Fig. 4. Treatment with siCCR2 reduces inflammation in atherosclerotic lesions in apoE^-/- mice

(a) FACS analysis of cell suspensions retrieved from aortas after 3 weeks of treatment with siRNA targeting CCR2 (siCCR2) or control siRNA treatment (siCON). (b) Number of monocytes and macrophages (Mo/MΦ) and Ly-6C^high monocytes in the aortas of apoE^-/- mice (n = 10 per group). (c) Immunohistochemical analysis of aortic roots for CD11b and lesion size (n = 8-14 per group). ROI: region of interest. AU: arbitrary units. Mean ± SD, * P < 0.05.
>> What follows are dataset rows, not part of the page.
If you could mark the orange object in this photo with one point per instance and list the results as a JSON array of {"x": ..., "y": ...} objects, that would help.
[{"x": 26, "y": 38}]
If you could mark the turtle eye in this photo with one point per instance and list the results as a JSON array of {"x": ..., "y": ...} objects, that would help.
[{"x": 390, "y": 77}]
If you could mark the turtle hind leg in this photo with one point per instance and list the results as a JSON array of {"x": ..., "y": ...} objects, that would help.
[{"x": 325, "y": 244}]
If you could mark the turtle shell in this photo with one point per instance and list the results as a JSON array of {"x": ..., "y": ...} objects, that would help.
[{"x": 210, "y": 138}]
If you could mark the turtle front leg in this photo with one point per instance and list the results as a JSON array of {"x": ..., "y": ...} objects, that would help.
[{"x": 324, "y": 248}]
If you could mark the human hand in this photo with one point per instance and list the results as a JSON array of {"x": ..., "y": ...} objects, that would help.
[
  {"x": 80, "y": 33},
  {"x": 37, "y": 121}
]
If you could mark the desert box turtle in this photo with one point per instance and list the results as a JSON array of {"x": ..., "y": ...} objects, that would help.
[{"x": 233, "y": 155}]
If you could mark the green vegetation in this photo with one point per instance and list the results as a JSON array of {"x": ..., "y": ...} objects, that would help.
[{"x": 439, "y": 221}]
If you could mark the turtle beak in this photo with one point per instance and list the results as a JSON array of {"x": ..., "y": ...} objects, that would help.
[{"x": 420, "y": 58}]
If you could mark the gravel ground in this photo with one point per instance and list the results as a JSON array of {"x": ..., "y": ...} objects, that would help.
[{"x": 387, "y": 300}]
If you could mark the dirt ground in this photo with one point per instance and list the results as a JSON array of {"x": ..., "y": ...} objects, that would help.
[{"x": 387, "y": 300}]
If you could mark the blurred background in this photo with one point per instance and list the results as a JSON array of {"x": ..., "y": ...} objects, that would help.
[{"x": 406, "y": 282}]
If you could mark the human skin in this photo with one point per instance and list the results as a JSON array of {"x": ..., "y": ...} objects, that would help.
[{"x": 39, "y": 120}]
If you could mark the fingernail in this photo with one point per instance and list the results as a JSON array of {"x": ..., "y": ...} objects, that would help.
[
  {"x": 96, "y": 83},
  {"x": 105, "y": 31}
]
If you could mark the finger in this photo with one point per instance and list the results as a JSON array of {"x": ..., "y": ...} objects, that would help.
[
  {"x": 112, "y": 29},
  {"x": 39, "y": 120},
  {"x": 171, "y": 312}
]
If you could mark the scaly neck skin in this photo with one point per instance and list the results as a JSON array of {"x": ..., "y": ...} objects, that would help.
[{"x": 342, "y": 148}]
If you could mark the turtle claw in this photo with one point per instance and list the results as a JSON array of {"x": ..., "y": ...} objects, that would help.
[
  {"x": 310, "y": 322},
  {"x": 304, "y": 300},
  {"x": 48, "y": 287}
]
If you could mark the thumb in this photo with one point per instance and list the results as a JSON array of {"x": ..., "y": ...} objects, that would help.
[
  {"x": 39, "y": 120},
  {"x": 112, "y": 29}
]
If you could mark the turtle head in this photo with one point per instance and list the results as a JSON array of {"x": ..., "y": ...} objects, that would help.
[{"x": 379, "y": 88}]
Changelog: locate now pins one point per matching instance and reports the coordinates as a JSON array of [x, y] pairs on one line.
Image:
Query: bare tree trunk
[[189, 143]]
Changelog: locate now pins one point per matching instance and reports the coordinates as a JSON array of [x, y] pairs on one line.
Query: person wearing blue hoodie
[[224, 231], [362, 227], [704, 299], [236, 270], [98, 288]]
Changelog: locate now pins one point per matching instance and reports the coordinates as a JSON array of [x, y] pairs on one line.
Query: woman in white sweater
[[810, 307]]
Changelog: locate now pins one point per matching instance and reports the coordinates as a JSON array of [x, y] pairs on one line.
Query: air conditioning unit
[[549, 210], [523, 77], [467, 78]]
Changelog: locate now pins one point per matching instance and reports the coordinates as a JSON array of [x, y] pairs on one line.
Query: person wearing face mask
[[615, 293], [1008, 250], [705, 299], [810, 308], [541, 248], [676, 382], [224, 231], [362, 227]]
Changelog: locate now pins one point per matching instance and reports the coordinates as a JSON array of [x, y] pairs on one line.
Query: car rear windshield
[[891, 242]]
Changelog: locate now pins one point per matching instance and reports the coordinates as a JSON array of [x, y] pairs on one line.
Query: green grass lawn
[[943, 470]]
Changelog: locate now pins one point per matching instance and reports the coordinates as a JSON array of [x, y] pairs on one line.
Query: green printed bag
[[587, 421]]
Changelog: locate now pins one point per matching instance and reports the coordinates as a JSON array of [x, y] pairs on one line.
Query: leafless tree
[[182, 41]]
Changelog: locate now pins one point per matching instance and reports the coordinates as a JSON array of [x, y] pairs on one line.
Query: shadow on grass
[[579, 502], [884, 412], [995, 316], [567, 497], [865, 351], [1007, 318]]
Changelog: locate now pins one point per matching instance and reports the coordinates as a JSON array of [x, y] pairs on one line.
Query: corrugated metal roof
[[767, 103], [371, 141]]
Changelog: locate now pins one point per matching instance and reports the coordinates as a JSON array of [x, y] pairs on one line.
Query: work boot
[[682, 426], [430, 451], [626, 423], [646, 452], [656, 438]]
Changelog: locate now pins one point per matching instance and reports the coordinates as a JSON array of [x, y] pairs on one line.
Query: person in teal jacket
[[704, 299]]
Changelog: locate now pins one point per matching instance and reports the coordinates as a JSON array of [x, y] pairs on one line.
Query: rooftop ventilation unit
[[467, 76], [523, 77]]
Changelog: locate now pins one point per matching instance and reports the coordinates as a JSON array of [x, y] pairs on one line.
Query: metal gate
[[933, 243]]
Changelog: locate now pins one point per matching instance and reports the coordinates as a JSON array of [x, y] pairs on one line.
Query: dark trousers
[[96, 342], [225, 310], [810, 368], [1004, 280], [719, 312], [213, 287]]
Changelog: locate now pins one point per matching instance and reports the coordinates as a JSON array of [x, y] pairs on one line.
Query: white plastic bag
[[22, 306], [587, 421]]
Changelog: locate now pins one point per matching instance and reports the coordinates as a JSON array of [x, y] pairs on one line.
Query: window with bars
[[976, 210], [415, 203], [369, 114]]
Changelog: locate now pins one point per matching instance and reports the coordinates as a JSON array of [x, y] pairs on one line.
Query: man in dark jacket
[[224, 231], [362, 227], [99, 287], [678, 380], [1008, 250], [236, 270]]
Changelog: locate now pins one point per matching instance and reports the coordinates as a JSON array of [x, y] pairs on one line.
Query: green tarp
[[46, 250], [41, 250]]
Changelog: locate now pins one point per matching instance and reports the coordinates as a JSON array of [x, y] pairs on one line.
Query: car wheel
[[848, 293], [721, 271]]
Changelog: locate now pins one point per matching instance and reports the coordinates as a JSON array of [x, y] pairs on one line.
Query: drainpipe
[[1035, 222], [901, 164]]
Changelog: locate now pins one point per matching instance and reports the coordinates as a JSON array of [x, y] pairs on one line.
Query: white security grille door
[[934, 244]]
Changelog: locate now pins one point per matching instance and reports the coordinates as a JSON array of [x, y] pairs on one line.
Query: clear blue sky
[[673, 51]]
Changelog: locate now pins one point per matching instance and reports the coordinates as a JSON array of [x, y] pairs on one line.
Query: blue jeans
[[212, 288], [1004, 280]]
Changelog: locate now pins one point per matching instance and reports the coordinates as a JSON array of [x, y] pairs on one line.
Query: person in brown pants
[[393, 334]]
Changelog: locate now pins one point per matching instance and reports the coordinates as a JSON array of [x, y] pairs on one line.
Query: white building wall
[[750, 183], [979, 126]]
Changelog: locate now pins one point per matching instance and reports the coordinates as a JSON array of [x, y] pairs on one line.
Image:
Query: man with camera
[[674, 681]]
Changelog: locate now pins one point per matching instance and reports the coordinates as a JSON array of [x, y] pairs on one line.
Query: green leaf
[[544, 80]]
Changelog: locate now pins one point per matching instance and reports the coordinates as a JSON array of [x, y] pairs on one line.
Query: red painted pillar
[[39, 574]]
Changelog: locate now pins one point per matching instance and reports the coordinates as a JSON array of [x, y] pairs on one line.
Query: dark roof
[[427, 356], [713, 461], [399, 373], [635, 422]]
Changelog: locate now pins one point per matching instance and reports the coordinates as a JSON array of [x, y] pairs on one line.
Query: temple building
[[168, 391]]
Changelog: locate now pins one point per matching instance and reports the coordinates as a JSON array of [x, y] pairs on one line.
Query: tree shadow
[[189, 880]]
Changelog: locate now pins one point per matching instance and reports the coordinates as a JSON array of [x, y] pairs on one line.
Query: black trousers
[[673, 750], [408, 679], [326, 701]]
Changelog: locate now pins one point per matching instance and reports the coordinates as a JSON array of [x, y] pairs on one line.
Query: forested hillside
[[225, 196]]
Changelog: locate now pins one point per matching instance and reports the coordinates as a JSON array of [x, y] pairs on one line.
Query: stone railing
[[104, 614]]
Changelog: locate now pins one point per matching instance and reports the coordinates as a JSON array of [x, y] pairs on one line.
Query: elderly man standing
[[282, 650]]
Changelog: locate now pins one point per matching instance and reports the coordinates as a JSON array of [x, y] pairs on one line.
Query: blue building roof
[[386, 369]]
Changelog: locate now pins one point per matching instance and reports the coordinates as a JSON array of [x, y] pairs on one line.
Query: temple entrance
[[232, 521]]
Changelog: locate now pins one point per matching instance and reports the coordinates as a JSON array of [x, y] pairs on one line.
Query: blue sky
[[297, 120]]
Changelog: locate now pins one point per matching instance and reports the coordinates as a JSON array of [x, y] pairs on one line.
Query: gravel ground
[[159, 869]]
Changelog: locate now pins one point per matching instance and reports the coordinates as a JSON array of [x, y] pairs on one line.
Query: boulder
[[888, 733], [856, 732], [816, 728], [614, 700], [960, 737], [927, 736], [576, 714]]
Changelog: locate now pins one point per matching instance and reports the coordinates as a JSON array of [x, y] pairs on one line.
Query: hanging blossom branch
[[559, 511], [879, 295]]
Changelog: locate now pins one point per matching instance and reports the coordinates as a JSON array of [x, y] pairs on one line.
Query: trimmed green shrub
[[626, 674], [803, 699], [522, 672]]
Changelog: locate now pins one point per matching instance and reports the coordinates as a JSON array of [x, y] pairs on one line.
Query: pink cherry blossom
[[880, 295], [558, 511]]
Fig. 5. siCCR2 treatment prolongs survival of pancreatic islet allografts

Diabetic C57/BL/6 mice received BALB/c islets. (a) Survival curve of pancreatic islet transplants in untreated control (blue), siRNA control treated (green) and siCCR2 (black) treated recipients. Rejection was defined as the return of hyperglycemia (blood glucose level >200 mg/dl on two consecutive measurements, n = 7-10 per group). P < 0.05. (b) H&E histology of a transplanted islet from a mouse treated with siCCR2. (c) Rejected islet from a control siRNA treated mouse. The scale bar indicates 50μm.

Figure 6. Treatment with siCCR2 reduces tumor size and the number of tumor-associated macrophages (TAM)

(a) Tumor size measured by X-ray CT. Representative images from mice on day 10 after implantation of EL4-tumors (n = 7 per group). Top row displays cohort treated with control siRNA (siCON), bottom row shows siCCR2 treatment. The three-dimensional CT reconstruction shows tumor in red pseudocolor. (b) FACS analysis of tumors with monocyte/macrophage gate (blue) after treatment with control siRNA (top) or siCCR2 (n = 5 per group). (c-e) Immunohistochemical evaluation of tumors for myeloid cells (c, CD11b), vascular endothelial growth factor (d, VEGF) and vessel density (e, CD31). The scale bar indicates 50μm. Mean ± SD, * P < 0.05, n = 7 per group.